The Project Euler Experience: 3 - Prime Factors and Foundations

The Problem

The prime factors for 13,195 are 5, 7, 13, and 29.

What is the largest prime factor of the number 600,851,475,143?

Background

Prime numbers hold a special place in mathematics. There are super computers dedicated to calculating higher and higher primes. And the distinction between prime and composite numbers was discovered early on. There are indications that the ancient Egyptians knew about prime numbers, based on translations of the Rhind papyrus. And by the ancient Greeks, around the time of Alexander the Great, people definitely knew about primes and were even crafting theorems about them.
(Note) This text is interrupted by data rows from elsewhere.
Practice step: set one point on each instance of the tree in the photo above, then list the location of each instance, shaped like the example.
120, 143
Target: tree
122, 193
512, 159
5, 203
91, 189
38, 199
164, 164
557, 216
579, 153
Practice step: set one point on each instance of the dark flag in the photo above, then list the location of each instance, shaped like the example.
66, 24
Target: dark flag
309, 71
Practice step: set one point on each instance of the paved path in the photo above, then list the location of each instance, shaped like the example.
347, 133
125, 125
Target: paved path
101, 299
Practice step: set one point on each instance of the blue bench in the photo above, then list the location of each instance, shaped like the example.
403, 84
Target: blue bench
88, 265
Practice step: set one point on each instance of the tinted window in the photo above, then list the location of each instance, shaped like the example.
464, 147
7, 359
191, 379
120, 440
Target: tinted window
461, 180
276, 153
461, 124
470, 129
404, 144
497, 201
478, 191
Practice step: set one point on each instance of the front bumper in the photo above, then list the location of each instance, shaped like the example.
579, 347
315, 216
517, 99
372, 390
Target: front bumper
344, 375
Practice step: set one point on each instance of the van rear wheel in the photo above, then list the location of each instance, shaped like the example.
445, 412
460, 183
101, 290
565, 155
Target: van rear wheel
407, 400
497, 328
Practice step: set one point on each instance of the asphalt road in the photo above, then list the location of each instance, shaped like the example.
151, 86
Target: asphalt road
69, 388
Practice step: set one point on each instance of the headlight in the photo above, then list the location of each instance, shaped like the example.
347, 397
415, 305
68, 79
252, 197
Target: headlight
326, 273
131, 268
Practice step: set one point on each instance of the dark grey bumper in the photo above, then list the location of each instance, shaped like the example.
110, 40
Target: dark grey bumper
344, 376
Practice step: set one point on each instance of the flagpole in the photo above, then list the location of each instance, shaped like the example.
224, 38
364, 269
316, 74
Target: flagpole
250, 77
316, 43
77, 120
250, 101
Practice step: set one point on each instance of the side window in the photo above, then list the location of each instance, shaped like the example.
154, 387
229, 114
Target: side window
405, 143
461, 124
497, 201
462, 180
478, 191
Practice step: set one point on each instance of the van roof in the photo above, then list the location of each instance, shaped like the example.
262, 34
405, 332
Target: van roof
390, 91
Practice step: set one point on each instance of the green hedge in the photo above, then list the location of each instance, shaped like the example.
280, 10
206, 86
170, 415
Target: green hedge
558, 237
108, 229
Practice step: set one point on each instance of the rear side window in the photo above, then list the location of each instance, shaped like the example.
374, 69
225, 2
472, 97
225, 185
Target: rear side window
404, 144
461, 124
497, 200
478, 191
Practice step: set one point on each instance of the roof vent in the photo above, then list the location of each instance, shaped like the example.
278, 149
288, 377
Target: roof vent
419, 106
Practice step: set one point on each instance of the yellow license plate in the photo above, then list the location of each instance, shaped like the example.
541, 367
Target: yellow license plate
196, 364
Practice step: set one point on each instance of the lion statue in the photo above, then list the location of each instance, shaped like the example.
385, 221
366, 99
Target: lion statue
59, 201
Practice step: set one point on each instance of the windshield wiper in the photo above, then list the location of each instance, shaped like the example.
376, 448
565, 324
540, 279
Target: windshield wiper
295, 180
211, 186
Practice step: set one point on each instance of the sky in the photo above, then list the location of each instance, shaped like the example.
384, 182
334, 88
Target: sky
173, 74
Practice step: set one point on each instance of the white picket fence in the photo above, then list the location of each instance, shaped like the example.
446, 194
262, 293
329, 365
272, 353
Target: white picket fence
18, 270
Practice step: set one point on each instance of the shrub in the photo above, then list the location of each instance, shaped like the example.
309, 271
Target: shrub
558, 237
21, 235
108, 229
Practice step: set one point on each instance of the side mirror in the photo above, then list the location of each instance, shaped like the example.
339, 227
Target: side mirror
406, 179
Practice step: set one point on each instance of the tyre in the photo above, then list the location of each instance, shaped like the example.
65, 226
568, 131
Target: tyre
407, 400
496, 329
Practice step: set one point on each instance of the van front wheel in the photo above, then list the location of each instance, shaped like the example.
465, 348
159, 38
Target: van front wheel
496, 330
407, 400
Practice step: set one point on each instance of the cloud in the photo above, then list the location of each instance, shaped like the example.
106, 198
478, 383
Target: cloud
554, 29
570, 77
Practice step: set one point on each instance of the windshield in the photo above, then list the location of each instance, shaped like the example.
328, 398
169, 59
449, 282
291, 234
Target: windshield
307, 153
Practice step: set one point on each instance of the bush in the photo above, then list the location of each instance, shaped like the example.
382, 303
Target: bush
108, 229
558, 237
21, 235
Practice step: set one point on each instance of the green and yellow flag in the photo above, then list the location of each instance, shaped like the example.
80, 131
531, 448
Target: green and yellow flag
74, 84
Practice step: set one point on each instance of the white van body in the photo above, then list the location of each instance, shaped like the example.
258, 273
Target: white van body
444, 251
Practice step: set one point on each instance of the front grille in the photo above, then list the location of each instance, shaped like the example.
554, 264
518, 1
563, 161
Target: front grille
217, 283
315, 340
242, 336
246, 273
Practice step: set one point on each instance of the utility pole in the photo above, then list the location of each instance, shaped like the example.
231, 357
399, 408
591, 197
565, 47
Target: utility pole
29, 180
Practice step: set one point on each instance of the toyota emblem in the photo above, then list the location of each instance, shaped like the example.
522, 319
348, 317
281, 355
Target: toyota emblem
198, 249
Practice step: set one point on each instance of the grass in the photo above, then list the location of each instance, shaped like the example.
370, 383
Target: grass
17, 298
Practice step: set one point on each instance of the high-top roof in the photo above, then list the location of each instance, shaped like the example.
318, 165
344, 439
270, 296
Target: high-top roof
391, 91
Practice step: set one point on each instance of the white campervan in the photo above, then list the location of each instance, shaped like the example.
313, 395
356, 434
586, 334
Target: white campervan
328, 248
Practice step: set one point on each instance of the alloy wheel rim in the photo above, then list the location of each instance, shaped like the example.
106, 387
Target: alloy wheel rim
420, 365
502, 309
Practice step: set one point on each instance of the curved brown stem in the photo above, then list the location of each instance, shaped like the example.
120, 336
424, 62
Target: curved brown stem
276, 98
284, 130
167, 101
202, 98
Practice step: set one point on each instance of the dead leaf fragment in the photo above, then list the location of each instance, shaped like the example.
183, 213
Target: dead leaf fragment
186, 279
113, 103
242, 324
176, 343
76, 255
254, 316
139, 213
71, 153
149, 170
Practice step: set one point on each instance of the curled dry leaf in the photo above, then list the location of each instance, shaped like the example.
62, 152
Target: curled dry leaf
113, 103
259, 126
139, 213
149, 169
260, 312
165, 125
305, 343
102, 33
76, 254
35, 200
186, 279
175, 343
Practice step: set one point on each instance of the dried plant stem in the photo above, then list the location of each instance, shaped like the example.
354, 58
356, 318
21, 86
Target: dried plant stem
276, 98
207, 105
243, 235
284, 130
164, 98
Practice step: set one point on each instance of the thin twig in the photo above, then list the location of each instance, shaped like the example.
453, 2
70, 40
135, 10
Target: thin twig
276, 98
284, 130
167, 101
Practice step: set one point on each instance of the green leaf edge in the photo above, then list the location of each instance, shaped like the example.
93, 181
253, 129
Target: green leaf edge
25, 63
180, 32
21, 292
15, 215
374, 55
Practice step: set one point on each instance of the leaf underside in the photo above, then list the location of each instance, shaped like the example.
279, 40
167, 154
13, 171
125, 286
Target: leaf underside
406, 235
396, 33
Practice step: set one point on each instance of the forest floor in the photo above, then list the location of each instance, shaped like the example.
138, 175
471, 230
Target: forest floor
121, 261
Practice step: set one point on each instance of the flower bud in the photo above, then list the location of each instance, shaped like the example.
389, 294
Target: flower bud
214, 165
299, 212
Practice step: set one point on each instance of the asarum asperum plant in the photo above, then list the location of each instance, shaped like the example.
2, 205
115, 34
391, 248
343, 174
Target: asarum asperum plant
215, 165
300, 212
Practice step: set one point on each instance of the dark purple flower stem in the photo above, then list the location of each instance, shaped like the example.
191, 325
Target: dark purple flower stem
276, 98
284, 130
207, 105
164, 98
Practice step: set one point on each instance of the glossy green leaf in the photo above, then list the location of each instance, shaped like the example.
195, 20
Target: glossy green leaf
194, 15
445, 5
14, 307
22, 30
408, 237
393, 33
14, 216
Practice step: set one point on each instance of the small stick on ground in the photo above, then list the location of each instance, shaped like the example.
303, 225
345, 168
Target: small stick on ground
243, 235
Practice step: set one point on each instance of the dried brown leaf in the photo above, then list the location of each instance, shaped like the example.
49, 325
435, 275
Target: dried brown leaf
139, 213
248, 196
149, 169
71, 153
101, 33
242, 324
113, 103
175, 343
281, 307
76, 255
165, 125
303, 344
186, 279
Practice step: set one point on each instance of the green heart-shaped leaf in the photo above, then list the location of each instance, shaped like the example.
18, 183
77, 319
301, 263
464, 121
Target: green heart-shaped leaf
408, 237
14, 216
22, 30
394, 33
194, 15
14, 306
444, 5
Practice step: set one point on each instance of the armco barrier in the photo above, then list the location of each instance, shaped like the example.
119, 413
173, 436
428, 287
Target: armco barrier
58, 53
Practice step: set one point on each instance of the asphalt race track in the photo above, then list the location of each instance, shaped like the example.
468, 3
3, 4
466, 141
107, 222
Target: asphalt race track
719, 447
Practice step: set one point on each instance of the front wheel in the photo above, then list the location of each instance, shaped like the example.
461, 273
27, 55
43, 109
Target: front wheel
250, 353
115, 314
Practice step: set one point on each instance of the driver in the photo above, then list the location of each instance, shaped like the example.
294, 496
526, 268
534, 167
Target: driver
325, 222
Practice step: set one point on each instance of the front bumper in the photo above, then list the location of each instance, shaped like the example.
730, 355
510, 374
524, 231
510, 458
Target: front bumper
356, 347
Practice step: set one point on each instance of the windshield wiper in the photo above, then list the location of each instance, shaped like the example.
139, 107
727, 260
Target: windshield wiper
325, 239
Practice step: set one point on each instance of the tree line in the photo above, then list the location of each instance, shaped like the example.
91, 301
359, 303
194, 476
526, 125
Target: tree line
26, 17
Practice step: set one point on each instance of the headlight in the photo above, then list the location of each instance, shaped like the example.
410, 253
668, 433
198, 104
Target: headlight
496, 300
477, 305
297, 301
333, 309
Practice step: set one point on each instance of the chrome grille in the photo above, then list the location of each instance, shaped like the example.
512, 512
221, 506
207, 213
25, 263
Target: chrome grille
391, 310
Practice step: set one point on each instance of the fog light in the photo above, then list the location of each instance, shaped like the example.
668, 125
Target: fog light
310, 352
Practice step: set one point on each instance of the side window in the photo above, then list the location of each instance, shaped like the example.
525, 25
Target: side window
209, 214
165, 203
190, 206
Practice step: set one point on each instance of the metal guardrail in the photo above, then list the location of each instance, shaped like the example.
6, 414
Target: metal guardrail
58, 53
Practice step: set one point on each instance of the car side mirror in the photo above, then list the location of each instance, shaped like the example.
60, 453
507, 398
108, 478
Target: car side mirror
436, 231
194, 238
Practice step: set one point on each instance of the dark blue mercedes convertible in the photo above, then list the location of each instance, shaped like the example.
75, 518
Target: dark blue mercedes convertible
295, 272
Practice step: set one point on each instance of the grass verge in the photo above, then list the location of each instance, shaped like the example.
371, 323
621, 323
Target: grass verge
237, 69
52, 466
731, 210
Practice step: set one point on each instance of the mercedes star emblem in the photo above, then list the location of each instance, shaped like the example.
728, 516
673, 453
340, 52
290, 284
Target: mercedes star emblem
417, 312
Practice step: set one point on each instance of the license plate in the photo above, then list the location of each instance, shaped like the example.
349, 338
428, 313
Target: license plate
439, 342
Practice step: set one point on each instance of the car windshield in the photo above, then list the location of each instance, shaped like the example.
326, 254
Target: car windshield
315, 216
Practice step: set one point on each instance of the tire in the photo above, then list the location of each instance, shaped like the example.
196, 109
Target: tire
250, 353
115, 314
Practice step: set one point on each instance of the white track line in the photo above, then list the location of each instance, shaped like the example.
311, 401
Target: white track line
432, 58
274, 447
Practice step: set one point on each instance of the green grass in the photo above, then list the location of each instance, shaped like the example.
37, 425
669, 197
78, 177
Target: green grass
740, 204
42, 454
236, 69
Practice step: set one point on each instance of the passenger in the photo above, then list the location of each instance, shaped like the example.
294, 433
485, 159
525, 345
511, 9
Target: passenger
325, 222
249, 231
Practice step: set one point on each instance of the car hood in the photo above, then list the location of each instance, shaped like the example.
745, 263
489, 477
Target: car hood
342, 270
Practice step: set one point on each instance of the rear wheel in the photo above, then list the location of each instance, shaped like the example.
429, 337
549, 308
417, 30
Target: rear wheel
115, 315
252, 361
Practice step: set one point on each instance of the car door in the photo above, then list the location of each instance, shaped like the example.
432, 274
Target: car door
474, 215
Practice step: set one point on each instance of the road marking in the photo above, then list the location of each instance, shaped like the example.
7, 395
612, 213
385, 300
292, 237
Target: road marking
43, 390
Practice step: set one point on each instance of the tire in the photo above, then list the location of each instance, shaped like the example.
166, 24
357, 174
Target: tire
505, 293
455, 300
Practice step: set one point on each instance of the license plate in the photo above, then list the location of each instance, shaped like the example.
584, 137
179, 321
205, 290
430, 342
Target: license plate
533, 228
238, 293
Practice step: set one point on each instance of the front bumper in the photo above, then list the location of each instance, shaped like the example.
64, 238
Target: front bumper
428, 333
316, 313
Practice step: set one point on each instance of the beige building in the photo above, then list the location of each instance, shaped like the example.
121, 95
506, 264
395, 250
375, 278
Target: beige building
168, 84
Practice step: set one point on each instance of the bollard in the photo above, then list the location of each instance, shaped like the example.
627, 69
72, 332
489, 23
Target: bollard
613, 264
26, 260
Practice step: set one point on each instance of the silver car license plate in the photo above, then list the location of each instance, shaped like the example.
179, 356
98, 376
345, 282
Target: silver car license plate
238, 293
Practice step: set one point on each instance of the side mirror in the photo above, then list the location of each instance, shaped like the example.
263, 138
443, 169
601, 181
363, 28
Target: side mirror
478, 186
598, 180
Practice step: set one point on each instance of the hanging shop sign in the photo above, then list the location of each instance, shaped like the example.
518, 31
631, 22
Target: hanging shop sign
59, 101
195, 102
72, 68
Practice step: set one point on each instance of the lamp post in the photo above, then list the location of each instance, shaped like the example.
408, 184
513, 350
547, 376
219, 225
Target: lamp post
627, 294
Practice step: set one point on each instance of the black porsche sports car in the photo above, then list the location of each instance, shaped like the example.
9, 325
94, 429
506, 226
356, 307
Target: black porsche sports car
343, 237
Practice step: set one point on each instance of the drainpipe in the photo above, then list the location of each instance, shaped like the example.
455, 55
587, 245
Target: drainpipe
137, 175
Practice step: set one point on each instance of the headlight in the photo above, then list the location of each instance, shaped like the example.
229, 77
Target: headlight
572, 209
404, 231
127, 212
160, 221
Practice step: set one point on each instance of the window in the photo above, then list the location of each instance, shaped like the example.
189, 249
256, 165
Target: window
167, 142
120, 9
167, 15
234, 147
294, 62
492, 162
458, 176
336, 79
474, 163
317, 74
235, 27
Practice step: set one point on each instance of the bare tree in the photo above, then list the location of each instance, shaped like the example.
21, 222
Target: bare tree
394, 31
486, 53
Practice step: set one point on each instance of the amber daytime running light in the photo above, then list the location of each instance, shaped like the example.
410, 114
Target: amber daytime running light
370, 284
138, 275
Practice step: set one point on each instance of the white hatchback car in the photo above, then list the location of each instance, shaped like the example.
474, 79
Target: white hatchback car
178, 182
Euclid, known as the father of Geometry, and famous for compiling almost all mathematical knowledge at the time into his great works Elements, has an interesting proof regarding the infinite nature of primes.

Lets assume that there aren't an infinite number of primes. And somebody was able to give you list of prime numbers $p_1, p_2, p_3, \ldots , p_n$. Let's suppose you then multiply all the numbers on that list to get the product $P = p_1\times p_2\times p_3 \ldots \times p_n$, and you add one to get $Q = P + 1$.

$Q$ can then either be prime, in which case there is at least one more prime,

or $Q$ can be composite. But none of numbers in the list of primes can divide $Q$ evenly. They are all factors of $P$, but if you divide $Q$ by one of the primes on the list you would get a remainder of 1. But if $Q$ is composite then there must be a prime factor that divides $Q$. That being the case there must be at least one prime number, not in the list that divides $Q$.

This creates a contradiction, any list of primes of finite primes will reveal that there is at least one more prime than those listed, therefore, there must be an infinite number of primes.

This is all leading up to the Fundamental Theorem of Arithmetic. Every branch of mathematics has its own fundamental theorem, and they can get pretty complex, but Arithmetic's is pretty simple.

Pretty much, any integer greater than 1 can be uniquely expressed as the product of one or more primes. A product of one number is just itself. So all primes have the trivial product of themselves. And composite numbers can be expressed as primes.

For example:
$$ 10 = 2 \times 5 \\
12 = 2^2 \times 3 \\
14 = 2 \times 7$$

But don't take my word for it, here is the proof.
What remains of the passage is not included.